I. La confirmation de la délimitation du domaine de la loi
A. L’application stricte de l’article 34 de la Constitution
Le juge constitutionnel rappelle que le législateur dispose d’une compétence d’attribution limitée par les énumérations prévues au sein des textes fondamentaux de la République. Il souligne que la loi détermine seulement « les principes fondamentaux des obligations civiles et commerciales » sans pouvoir empiéter indûment sur le pouvoir réglementaire. L’analyse se concentre ici sur l’absence d’impact réel des dispositions visées sur les règles essentielles régissant les relations contractuelles ou délictuelles entre les acteurs. Cette approche rigoureuse protège l’autonomie du Gouvernement dans l’organisation technique et administrative des services publics dont il assure la direction et la gestion.

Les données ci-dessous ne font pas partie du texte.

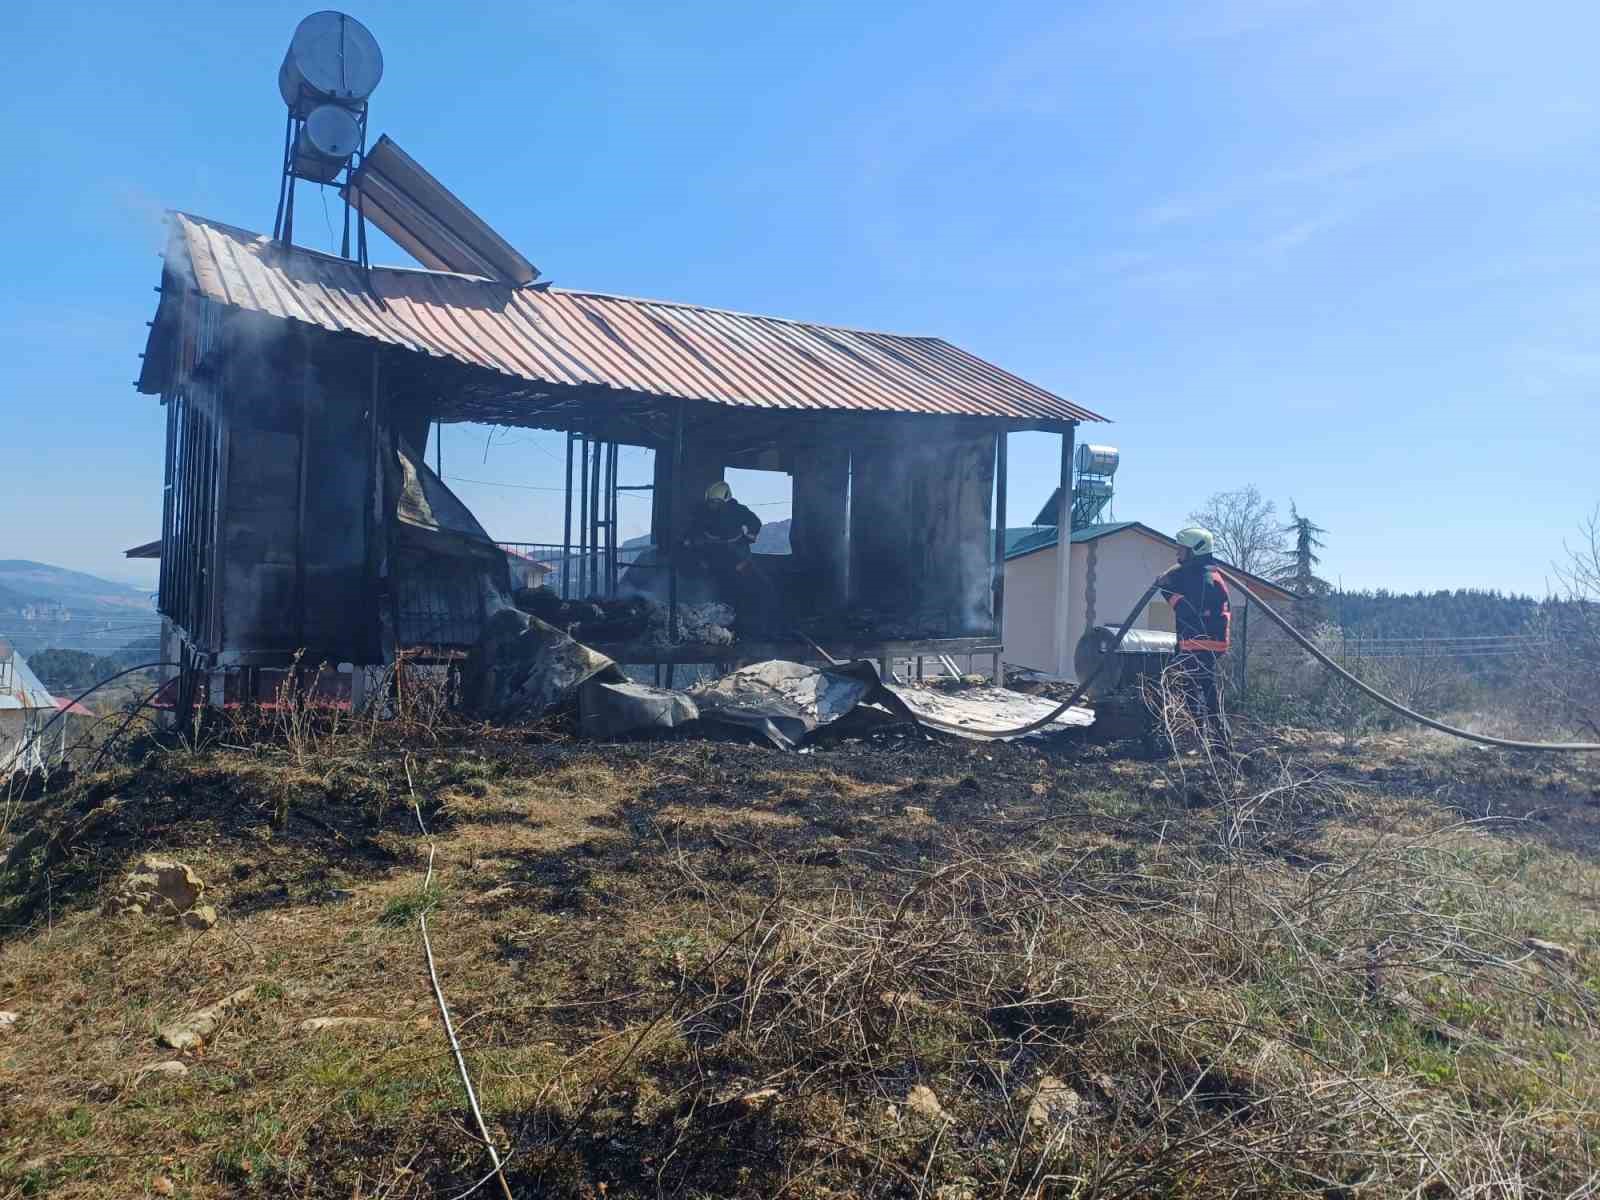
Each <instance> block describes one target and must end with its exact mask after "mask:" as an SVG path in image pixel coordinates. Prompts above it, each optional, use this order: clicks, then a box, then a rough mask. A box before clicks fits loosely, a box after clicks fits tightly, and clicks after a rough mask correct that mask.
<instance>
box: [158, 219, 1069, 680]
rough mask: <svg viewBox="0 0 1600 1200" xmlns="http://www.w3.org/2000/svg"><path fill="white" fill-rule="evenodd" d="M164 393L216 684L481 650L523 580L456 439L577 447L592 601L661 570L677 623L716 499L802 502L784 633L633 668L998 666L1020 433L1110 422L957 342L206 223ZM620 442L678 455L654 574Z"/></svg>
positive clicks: (577, 487) (181, 610) (188, 604)
mask: <svg viewBox="0 0 1600 1200" xmlns="http://www.w3.org/2000/svg"><path fill="white" fill-rule="evenodd" d="M138 386H139V390H141V392H146V394H150V395H158V397H160V398H162V405H163V406H165V413H166V480H165V493H163V496H165V507H163V522H162V554H160V557H162V571H160V610H162V613H163V614H165V616H166V618H168V619H170V621H171V622H173V626H174V629H176V630H178V635H179V638H181V642H182V645H184V648H186V654H187V656H189V661H190V662H192V664H194V666H195V667H197V669H202V670H226V669H232V667H277V666H283V664H285V662H288V661H291V659H293V658H294V656H296V654H298V653H301V654H304V656H306V658H307V659H310V661H320V662H349V664H357V666H360V664H381V662H384V661H390V659H392V658H394V654H395V653H397V650H406V648H418V646H427V648H435V650H438V651H440V653H451V651H456V653H459V651H462V650H466V648H469V646H472V645H474V642H475V640H477V637H478V634H480V630H482V626H483V621H485V619H486V616H488V613H490V611H491V610H493V606H494V605H496V603H502V600H498V597H499V595H504V594H509V590H510V589H512V579H510V573H509V570H507V560H506V555H504V552H502V550H501V549H499V547H498V546H496V544H494V542H493V541H491V539H490V536H488V534H486V531H485V530H483V528H482V526H480V525H478V522H477V520H475V518H474V515H472V514H470V510H469V509H467V507H466V506H464V504H462V502H461V501H459V499H456V496H454V494H453V493H451V491H450V488H448V486H445V483H443V480H440V477H438V475H437V474H435V472H434V470H430V469H429V467H427V464H426V462H424V461H422V450H424V446H426V443H427V430H429V427H430V424H432V422H435V421H437V422H462V421H469V422H486V424H498V426H522V427H530V429H541V430H565V432H566V434H568V448H570V453H568V464H566V470H565V477H563V478H558V480H552V483H558V485H563V486H565V490H566V514H568V515H566V525H565V530H563V539H565V541H563V544H562V547H560V549H562V554H560V560H558V563H560V570H558V576H560V582H562V587H563V589H566V590H568V592H570V594H573V595H590V594H602V595H603V594H614V592H616V590H618V587H619V581H621V579H622V578H624V576H638V573H642V571H654V573H656V578H654V584H653V590H654V594H656V595H658V598H661V600H662V602H664V603H666V605H669V606H670V605H672V603H674V598H675V597H677V576H678V568H677V562H675V555H674V549H672V547H677V546H680V542H682V534H683V522H685V520H686V514H688V512H690V509H691V506H693V504H694V502H696V501H698V499H699V498H701V494H702V491H704V488H706V486H707V485H709V483H710V482H714V480H718V478H722V477H723V474H725V472H726V470H728V469H733V467H750V469H766V470H781V472H787V474H789V475H790V477H792V496H794V504H792V528H790V544H792V554H790V555H787V557H784V558H773V560H771V562H770V563H765V570H770V571H773V573H776V576H778V578H776V587H774V592H776V594H778V595H781V597H782V605H784V611H782V614H781V619H779V621H778V622H776V624H774V630H776V632H774V634H773V637H770V638H763V640H760V642H741V643H739V645H736V646H731V648H730V646H704V645H696V643H694V642H685V640H682V638H674V640H669V642H667V643H662V640H661V638H656V640H650V642H637V643H622V645H602V646H598V648H600V650H603V651H605V653H608V654H611V656H613V658H616V659H618V661H622V662H704V661H730V659H734V658H738V659H746V661H750V659H758V658H792V659H802V661H803V659H813V661H814V659H816V654H814V651H813V650H811V646H810V645H808V643H806V642H805V640H803V638H802V637H800V632H805V634H806V637H811V638H814V640H818V642H821V643H824V646H826V648H827V650H830V651H832V653H835V654H840V656H845V654H848V656H862V658H878V659H882V658H890V656H904V654H922V653H928V654H939V653H947V654H957V653H958V654H994V656H995V662H997V666H998V656H1000V651H1002V643H1000V637H998V630H1000V627H1002V606H1003V595H1005V590H1003V584H1005V541H1003V539H1005V525H1006V522H1005V507H1006V458H1005V445H1006V443H1005V437H1003V435H1005V434H1008V432H1013V430H1054V432H1059V434H1061V435H1062V438H1064V440H1066V443H1067V445H1069V446H1070V443H1072V438H1074V429H1075V426H1077V424H1078V422H1080V421H1096V419H1099V418H1096V416H1094V414H1093V413H1090V411H1086V410H1083V408H1080V406H1077V405H1074V403H1070V402H1067V400H1064V398H1061V397H1056V395H1051V394H1050V392H1046V390H1043V389H1038V387H1035V386H1032V384H1029V382H1026V381H1022V379H1018V378H1016V376H1013V374H1008V373H1005V371H1003V370H1000V368H997V366H994V365H990V363H987V362H984V360H981V358H976V357H974V355H971V354H966V352H963V350H960V349H957V347H955V346H950V344H949V342H946V341H941V339H938V338H912V336H894V334H883V333H867V331H859V330H845V328H834V326H826V325H810V323H802V322H792V320H779V318H771V317H755V315H747V314H738V312H725V310H718V309H709V307H701V306H693V304H674V302H661V301H643V299H627V298H621V296H606V294H595V293H586V291H574V290H562V288H550V286H542V285H520V286H518V285H515V283H509V282H506V280H498V278H486V277H480V275H469V274H453V272H440V270H426V269H394V267H368V266H365V264H360V262H357V261H352V259H344V258H336V256H331V254H323V253H317V251H312V250H306V248H301V246H293V245H286V243H285V242H282V240H274V238H269V237H264V235H258V234H251V232H246V230H243V229H237V227H232V226H226V224H219V222H216V221H206V219H202V218H197V216H189V214H184V213H173V214H171V216H170V243H168V248H166V253H165V267H163V272H162V283H160V304H158V309H157V314H155V320H154V322H152V328H150V336H149V347H147V350H146V355H144V366H142V373H141V378H139V382H138ZM619 445H635V446H646V448H650V450H653V451H654V478H653V517H651V541H653V544H654V547H656V552H654V555H651V562H650V563H635V565H632V566H627V565H626V563H621V562H619V558H621V557H619V554H618V541H616V488H618V480H616V448H618V446H619ZM1064 461H1066V459H1064ZM574 464H576V466H574ZM558 470H560V469H558V467H557V472H558ZM552 474H554V472H552ZM1064 482H1066V483H1067V485H1069V490H1070V480H1064ZM574 562H576V563H578V570H576V571H574V570H571V568H570V565H571V563H574ZM784 630H797V632H794V634H789V632H784Z"/></svg>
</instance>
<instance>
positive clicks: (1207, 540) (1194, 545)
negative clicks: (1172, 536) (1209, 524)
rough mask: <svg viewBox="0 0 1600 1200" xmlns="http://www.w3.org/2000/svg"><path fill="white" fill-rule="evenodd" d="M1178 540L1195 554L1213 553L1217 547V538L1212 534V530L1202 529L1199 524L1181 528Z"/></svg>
mask: <svg viewBox="0 0 1600 1200" xmlns="http://www.w3.org/2000/svg"><path fill="white" fill-rule="evenodd" d="M1176 541H1178V544H1179V546H1186V547H1189V549H1190V550H1194V552H1195V554H1211V552H1213V550H1214V549H1216V538H1213V536H1211V531H1210V530H1202V528H1200V526H1198V525H1190V526H1189V528H1187V530H1179V531H1178V538H1176Z"/></svg>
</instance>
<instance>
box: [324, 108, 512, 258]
mask: <svg viewBox="0 0 1600 1200" xmlns="http://www.w3.org/2000/svg"><path fill="white" fill-rule="evenodd" d="M342 195H344V198H346V200H347V202H349V203H350V205H360V210H362V213H365V216H366V219H368V221H371V222H373V224H374V226H378V227H379V229H381V230H384V232H386V234H387V235H389V237H390V238H394V242H395V245H398V246H400V248H402V250H405V251H406V253H408V254H411V256H413V258H414V259H416V261H418V262H421V264H422V266H424V267H429V269H432V270H451V272H458V274H462V275H483V277H486V278H494V280H499V282H502V283H510V285H512V286H523V285H526V283H533V282H534V280H536V278H539V269H538V267H534V266H533V264H531V262H530V261H528V259H525V258H523V256H522V254H518V253H517V250H515V248H514V246H512V245H510V243H509V242H506V238H502V237H501V235H499V234H496V232H494V230H493V229H490V227H488V224H486V222H485V221H483V218H480V216H478V214H477V213H474V211H472V210H470V208H467V206H466V205H464V203H461V200H458V198H456V197H454V195H453V194H451V192H450V189H448V187H445V186H443V184H442V182H438V179H435V178H434V176H432V174H429V173H427V171H426V170H422V166H421V165H419V163H418V162H416V160H414V158H413V157H411V155H408V154H406V152H405V150H402V149H400V147H398V146H395V142H394V141H392V139H390V138H389V134H384V136H382V138H379V139H378V146H374V147H373V149H371V150H370V152H368V154H366V157H365V158H362V166H360V170H357V171H355V173H354V174H352V176H350V182H349V184H346V187H344V189H342Z"/></svg>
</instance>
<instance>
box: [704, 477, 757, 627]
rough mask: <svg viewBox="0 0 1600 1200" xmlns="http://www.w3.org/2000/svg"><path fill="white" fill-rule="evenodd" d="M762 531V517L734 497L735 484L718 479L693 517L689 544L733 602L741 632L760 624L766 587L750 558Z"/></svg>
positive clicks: (717, 582)
mask: <svg viewBox="0 0 1600 1200" xmlns="http://www.w3.org/2000/svg"><path fill="white" fill-rule="evenodd" d="M760 531H762V518H760V517H757V515H755V514H754V512H750V509H749V507H746V506H744V504H739V501H736V499H734V498H733V488H730V486H728V485H726V483H723V482H722V480H717V482H715V483H712V485H710V486H709V488H706V498H704V499H702V501H701V502H699V504H698V506H696V509H694V514H693V517H691V520H690V536H688V539H686V544H688V547H690V549H691V550H693V552H694V554H696V555H698V557H699V562H701V563H702V565H704V566H706V570H707V571H709V573H710V576H712V579H714V581H715V582H717V590H718V598H720V600H722V602H723V603H728V605H733V611H734V616H736V619H738V624H739V629H741V632H749V630H754V629H755V627H758V626H760V622H762V616H763V611H765V608H766V603H765V600H766V595H765V592H766V589H765V587H763V582H762V579H760V578H758V576H757V571H755V563H752V562H750V546H754V544H755V538H757V534H760Z"/></svg>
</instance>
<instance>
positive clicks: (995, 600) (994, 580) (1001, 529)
mask: <svg viewBox="0 0 1600 1200" xmlns="http://www.w3.org/2000/svg"><path fill="white" fill-rule="evenodd" d="M1005 491H1006V432H1005V427H1003V426H1002V427H1000V430H998V432H997V434H995V549H994V555H995V560H994V571H992V574H990V584H989V586H990V587H992V589H994V621H995V637H1005Z"/></svg>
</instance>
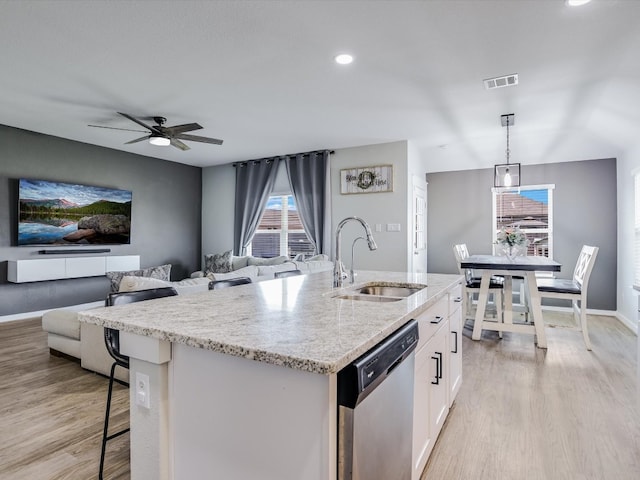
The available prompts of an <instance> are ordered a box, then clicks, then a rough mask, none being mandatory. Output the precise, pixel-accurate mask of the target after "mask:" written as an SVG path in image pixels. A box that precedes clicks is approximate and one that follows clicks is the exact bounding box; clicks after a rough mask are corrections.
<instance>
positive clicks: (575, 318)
mask: <svg viewBox="0 0 640 480" xmlns="http://www.w3.org/2000/svg"><path fill="white" fill-rule="evenodd" d="M597 255H598V247H591V246H588V245H584V246H583V247H582V250H581V251H580V256H579V257H578V261H577V262H576V267H575V269H574V271H573V278H572V279H564V278H539V279H538V292H540V296H541V297H542V298H562V299H567V300H571V305H572V309H573V315H574V319H575V322H576V326H575V328H576V329H577V330H581V331H582V337H583V338H584V343H585V345H586V346H587V350H591V340H590V339H589V329H588V328H587V289H588V287H589V277H590V276H591V270H593V265H594V263H595V262H596V256H597Z"/></svg>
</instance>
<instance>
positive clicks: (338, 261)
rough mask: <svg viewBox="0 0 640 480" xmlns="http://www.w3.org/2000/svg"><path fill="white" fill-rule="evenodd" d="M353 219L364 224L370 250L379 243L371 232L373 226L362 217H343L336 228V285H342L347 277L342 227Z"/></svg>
mask: <svg viewBox="0 0 640 480" xmlns="http://www.w3.org/2000/svg"><path fill="white" fill-rule="evenodd" d="M351 220H355V221H356V222H360V225H362V227H363V228H364V231H365V234H366V235H367V244H368V245H369V250H375V249H377V248H378V245H376V241H375V240H374V239H373V235H372V234H371V227H369V224H368V223H367V222H365V221H364V220H362V219H361V218H360V217H347V218H345V219H343V220H342V221H341V222H340V223H339V224H338V228H336V260H335V263H334V266H333V286H334V287H342V283H343V281H344V279H345V278H347V273H346V272H345V269H344V264H343V263H342V255H341V250H340V241H341V237H342V227H344V226H345V225H346V224H347V223H348V222H349V221H351ZM351 269H352V270H353V264H352V265H351ZM351 283H353V277H351Z"/></svg>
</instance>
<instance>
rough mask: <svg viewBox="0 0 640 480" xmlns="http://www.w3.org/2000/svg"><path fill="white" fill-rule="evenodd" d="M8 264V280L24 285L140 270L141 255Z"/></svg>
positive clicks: (10, 281) (35, 259)
mask: <svg viewBox="0 0 640 480" xmlns="http://www.w3.org/2000/svg"><path fill="white" fill-rule="evenodd" d="M7 263H8V271H7V280H9V281H10V282H12V283H25V282H41V281H44V280H60V279H64V278H82V277H98V276H100V275H104V274H105V273H107V272H113V271H123V270H137V269H139V268H140V255H113V256H102V257H65V258H34V259H29V260H9V261H8V262H7Z"/></svg>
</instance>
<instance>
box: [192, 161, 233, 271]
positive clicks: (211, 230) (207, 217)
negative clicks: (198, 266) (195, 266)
mask: <svg viewBox="0 0 640 480" xmlns="http://www.w3.org/2000/svg"><path fill="white" fill-rule="evenodd" d="M235 195H236V169H235V167H233V166H232V165H231V164H230V163H229V164H227V165H219V166H215V167H207V168H204V169H202V255H203V256H204V255H207V254H215V253H222V252H226V251H228V250H233V222H234V212H235ZM200 264H201V265H202V266H203V267H204V257H203V258H201V259H200Z"/></svg>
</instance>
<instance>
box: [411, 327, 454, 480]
mask: <svg viewBox="0 0 640 480" xmlns="http://www.w3.org/2000/svg"><path fill="white" fill-rule="evenodd" d="M448 325H449V324H448V322H446V321H445V322H441V323H440V324H439V328H438V330H437V331H436V333H435V334H434V335H433V337H431V339H429V340H428V341H427V342H426V343H425V344H424V346H423V347H422V348H421V349H420V350H418V352H417V353H416V366H415V379H414V390H413V472H412V476H411V478H412V480H419V478H420V475H421V474H422V472H423V470H424V468H425V466H426V465H427V460H428V459H429V455H430V454H431V450H433V445H434V443H435V441H436V438H438V433H439V432H440V430H441V429H442V425H443V424H444V421H445V419H446V418H447V413H449V403H448V390H449V387H448V385H449V381H448V379H449V377H448V370H447V364H446V362H447V357H448V350H447V335H448V334H449V326H448Z"/></svg>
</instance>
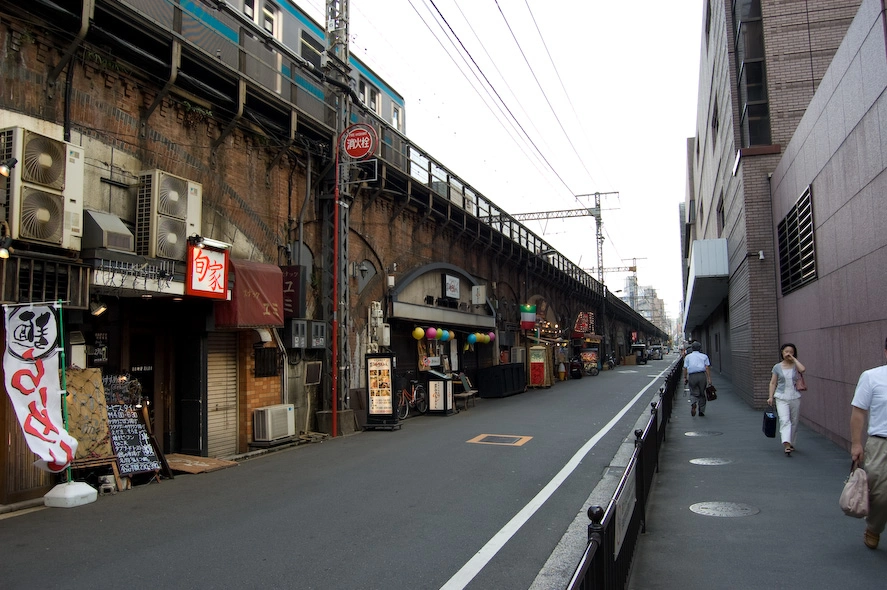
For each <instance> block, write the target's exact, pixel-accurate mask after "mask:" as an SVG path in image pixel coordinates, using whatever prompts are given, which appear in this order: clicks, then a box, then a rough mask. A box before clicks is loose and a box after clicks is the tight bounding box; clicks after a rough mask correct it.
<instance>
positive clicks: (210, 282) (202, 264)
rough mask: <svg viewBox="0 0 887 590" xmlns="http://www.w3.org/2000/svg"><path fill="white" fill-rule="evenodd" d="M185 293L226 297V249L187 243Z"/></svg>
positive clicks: (227, 286)
mask: <svg viewBox="0 0 887 590" xmlns="http://www.w3.org/2000/svg"><path fill="white" fill-rule="evenodd" d="M185 294H186V295H197V296H200V297H209V298H211V299H227V298H228V251H227V250H213V249H211V248H198V247H196V246H193V245H190V244H189V245H188V268H187V280H186V281H185Z"/></svg>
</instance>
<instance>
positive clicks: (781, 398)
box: [767, 342, 807, 457]
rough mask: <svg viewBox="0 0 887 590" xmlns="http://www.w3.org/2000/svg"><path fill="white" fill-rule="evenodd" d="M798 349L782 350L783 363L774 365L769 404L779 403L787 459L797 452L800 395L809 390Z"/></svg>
mask: <svg viewBox="0 0 887 590" xmlns="http://www.w3.org/2000/svg"><path fill="white" fill-rule="evenodd" d="M797 354H798V349H797V347H796V346H795V345H794V344H792V343H790V342H788V343H786V344H783V345H782V347H780V349H779V356H780V358H781V359H782V360H781V361H780V362H778V363H776V364H775V365H773V370H772V371H771V373H772V376H771V377H770V396H769V397H768V398H767V404H768V405H771V406H772V405H773V401H774V400H775V401H776V413H777V414H779V434H780V436H781V438H782V449H783V452H784V453H785V456H786V457H791V454H792V451H794V450H795V438H796V437H797V435H798V423H799V422H800V419H801V393H800V392H801V391H805V390H806V389H807V385H806V384H805V383H804V371H806V370H807V368H806V367H805V366H804V365H803V364H802V363H801V361H799V360H798V359H797V358H795V355H797Z"/></svg>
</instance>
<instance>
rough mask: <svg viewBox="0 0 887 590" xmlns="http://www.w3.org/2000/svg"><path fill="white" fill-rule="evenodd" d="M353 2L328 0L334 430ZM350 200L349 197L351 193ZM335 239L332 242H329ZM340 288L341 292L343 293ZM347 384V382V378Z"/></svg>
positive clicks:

B. Le rejet de la qualification de principes fondamentaux des obligations
Le Conseil estime que la désignation du prestataire de service universel ne constitue pas une règle structurante du droit des obligations civiles et commerciales. Les dispositions examinées précisent uniquement les conditions d’exécution matérielle de la mission sans modifier le régime juridique général applicable aux contrats de droit privé. Selon la décision, ces éléments « ne mettent en cause aucun des autres principes ou règles placés par la Constitution dans le domaine de la loi ». La haute juridiction refuse ainsi d’élargir le domaine législatif à des mesures d’application qui ne touchent pas directement à la substance du droit.
II. Les conséquences du caractère réglementaire des dispositions
A. La reconnaissance de la compétence du pouvoir exécutif
En déclarant ces articles réglementaires, le Conseil constitutionnel permet au pouvoir exécutif de modifier directement ces textes par la voie du décret en Conseil d’État. Cette solution facilite l’adaptation future de l’organisation postale sans nécessiter l’intervention complexe et parfois lente d’une nouvelle loi de réforme par le Parlement. Le dispositif énonce clairement que la phrase désignant le prestataire « ainsi que les mots » identifiant l’entité concernée peuvent désormais être modifiés par l’autorité administrative. La décision restaure la pleine compétence du Premier ministre sur des détails organisationnels qui n’auraient jamais dû figurer durablement dans le domaine législatif.
B. La portée de la désignation d’un prestataire de service universel
La décision confirme que le choix d’un opérateur spécifique pour une durée déterminée relève de la pure gestion administrative et non de la norme législative. Cette jurisprudence garantit une souplesse indispensable pour répondre aux évolutions économiques du secteur des communications et aux exigences de continuité du service public national. La désignation d’un organisme chargé d’une mission d’intérêt général demeure une mesure d’organisation interne soumise au contrôle ultérieur du juge de l’excès de pouvoir. L’arrêt marque une volonté de cantonner le législateur à son rôle de définition des cadres généraux tout en préservant l’efficacité de l’action réglementaire.